Defesa

Cooperação Espacial
02/05/2005
América do Sul
02/05/2005

EADS/Casa

FAB começa a receber recursos para reaparelhamento

O governo ainda não sabe o que será do Programa FX, uma vez que a licitação para a compra de aviões de caça caducou e nenhum avião foi comprado. Por ora, os F-5 BR que estão sendo revitalizados pela Embraer deverão substituir os caças Mirages que serão aposentados no dia 31 de dezembro.

Enquanto estuda as alternativas para a substituição dos caças, o ministério da Defesa vai resolvendo outras pendências ligadas ao reaparelhamento da Força Aérea.

Depois de quase três anos, foi finalmente assinado o contrato para a revitalização de oito aviões P-3 A Orion, adquiridos no governo Fernando Henrique, dos Estados Unidos. Esses aviões realizarão missões de patrulha marítima e a revitalização estará a cargo da empresa espanhola EADS/Casa.

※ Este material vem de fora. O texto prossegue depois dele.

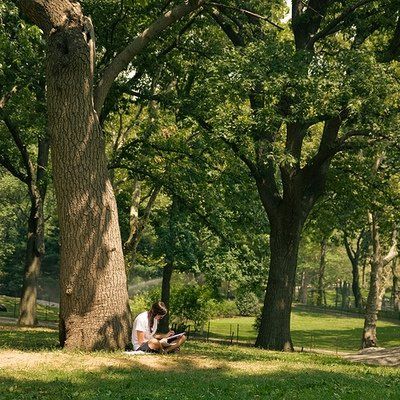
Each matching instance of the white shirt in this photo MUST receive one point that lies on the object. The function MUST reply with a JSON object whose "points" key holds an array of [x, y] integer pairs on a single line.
{"points": [[141, 323]]}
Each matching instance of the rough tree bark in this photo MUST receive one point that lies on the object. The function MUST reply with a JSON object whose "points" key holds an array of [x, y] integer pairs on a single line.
{"points": [[321, 272], [378, 263], [34, 176], [354, 256], [166, 294], [288, 190], [35, 244], [396, 285], [94, 310], [274, 332], [303, 288]]}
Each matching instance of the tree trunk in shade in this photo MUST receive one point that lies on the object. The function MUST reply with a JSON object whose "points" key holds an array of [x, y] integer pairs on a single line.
{"points": [[321, 273], [94, 309], [35, 243]]}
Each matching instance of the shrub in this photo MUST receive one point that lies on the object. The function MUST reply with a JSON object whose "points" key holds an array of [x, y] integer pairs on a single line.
{"points": [[247, 303], [224, 309], [191, 303], [139, 303]]}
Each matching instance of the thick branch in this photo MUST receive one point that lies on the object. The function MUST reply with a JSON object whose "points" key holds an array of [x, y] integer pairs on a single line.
{"points": [[122, 60], [331, 27], [48, 14], [8, 165], [393, 252], [14, 131]]}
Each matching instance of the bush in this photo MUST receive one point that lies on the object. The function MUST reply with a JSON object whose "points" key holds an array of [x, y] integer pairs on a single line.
{"points": [[248, 304], [224, 309], [139, 303], [191, 303]]}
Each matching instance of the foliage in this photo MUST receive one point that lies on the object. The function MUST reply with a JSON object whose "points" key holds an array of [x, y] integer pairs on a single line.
{"points": [[247, 303], [226, 371], [191, 303], [224, 309]]}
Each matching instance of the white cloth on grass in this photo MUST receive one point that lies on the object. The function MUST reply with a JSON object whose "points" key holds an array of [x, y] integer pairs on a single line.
{"points": [[141, 323]]}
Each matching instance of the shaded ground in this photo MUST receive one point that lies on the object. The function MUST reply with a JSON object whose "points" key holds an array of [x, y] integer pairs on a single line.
{"points": [[376, 356]]}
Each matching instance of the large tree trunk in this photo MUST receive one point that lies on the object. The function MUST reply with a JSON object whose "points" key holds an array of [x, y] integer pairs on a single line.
{"points": [[321, 273], [94, 310], [303, 288], [165, 294], [274, 330], [396, 285]]}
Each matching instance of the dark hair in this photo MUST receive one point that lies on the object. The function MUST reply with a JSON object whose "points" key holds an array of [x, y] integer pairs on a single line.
{"points": [[157, 308]]}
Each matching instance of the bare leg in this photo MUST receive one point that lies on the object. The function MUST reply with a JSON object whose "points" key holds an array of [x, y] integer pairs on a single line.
{"points": [[175, 344], [155, 344]]}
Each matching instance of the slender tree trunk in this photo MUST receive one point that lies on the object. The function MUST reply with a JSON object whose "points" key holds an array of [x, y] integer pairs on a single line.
{"points": [[274, 330], [33, 258], [35, 243], [369, 338], [364, 268], [303, 288], [321, 272], [165, 295], [355, 285], [354, 256], [396, 285]]}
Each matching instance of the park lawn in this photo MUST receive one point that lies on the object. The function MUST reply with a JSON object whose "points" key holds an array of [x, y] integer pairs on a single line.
{"points": [[44, 312], [31, 367], [313, 329]]}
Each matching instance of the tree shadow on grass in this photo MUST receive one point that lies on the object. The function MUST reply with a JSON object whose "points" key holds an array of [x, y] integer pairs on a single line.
{"points": [[28, 339], [188, 381]]}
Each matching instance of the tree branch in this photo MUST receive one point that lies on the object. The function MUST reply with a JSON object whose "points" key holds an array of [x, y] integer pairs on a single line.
{"points": [[393, 252], [331, 26], [247, 12], [122, 60], [8, 165]]}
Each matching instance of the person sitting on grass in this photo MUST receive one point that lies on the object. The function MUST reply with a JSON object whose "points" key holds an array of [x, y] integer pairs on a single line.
{"points": [[144, 337]]}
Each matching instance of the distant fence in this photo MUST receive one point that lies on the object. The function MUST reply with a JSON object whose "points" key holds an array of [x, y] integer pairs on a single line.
{"points": [[385, 314]]}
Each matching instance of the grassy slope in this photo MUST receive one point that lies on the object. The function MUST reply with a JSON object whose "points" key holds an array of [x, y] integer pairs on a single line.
{"points": [[310, 329], [31, 368], [315, 329], [44, 312]]}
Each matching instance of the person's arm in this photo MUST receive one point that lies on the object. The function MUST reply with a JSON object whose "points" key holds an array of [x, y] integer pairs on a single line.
{"points": [[140, 336], [159, 336]]}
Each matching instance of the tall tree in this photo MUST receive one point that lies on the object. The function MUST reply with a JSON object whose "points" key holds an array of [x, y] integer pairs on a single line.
{"points": [[21, 87], [94, 310], [283, 108]]}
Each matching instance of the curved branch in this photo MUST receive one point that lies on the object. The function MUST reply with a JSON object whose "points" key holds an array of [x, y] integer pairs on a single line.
{"points": [[122, 60]]}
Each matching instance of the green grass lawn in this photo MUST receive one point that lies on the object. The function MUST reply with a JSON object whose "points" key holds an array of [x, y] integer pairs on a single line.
{"points": [[44, 312], [313, 329], [31, 367]]}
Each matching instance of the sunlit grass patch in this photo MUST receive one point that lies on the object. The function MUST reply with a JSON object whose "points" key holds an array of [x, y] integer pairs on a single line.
{"points": [[200, 370]]}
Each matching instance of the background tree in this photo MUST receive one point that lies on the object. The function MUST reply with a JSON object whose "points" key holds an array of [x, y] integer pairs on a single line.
{"points": [[94, 301], [22, 126]]}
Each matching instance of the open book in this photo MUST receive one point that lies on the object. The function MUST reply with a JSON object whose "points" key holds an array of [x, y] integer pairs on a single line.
{"points": [[170, 339]]}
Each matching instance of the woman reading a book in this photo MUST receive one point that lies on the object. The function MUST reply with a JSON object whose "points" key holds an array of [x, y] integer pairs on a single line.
{"points": [[144, 337]]}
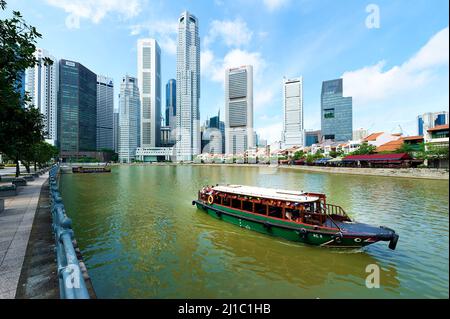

O contrato de cerca de US$ 700 milhões prevê a transferência de tecnologia, suporte técnico, cooperação, treinamento e investimentos em empresas e instituições brasileiras do setor aéreo, como o Centro Técnico Aeroespacial [CTA].

Também foram adquiridos da EADS/Casa, 12 aeronaves de transporte C-295, que vão substituir os C-115 Búfalos, que apóiam as missões do Sivam na Amazônia. A assinatura do contrato, já aprovado pelo Senado Federal foi discreta e realizada no Comando da Aeronáutica, em Brasília.

O ministro da Defesa, José Alencar, que comunicou o encerramento da licitação dos caças logo após assumir o cargo, falou da necessidade de o Brasil reaparelhar e modernizar suas Forças Armadas, durante a abertura do Latin America Aero e Defense, maior feira internacional da indústria de Defesa, realizada na semana passada no Rio de Janeiro.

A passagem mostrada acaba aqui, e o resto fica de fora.